You seem like you have a particular relationship with physical labor that informs your understanding of physical activity for non-economical or practical reasons as excessive or foofy. It is annoying to think about the rich paying for expensive exercise classes when others are out there for not even earning a living wage for their backbreaking manual labor. And, OK, maybe it is self-indulgent to spend $45 on a single barre class when other people have so little.
But respectfully, our need to move is just a fact of life. Scientists are hard at work proving this with studies and facts and data, but we already know that many of the problems we have that we are now trying to solve with jacked-up diet foods, neck massagers, posture buzzers, pills, standing desks, and whatever ashwagandha is would actually be helped or mitigated far more by “moving around some.” It is absolutely correct to think that that system is fucked up, but too great a personal burden to bear in the form of depriving yourself of this fairly basic biological need. That is, frankly, too much importance to ascribe to physical activity.
Therefore, put that energy to work changing the system, not punishing yourself for wanting to go to a gym for a couple hours a week. Get involved with your local government and listen to your community leaders. It’s not that easy to fit activity into our lives, just as it’s not that easy to earn a liveable amount of money; these things are both incredibly fucked up, and interrelated.

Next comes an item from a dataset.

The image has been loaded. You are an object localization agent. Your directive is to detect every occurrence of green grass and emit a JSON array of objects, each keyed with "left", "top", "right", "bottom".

But also, just like with working out, we can sit there feeling how vast the distance is between where we are and where we feel like we should be and feel bummed that we can only go so fast, and can’t go as fast as we used to. Or we can start walking, however slowly, up that hill.
Disclaimer: Casey Johnston is not a doctor, nutritionist, dietitian, personal trainer, physiotherapist, psychotherapist, doctor, or lawyer; she is simply someone who has done a lot of, and read a lot about, lifting weights.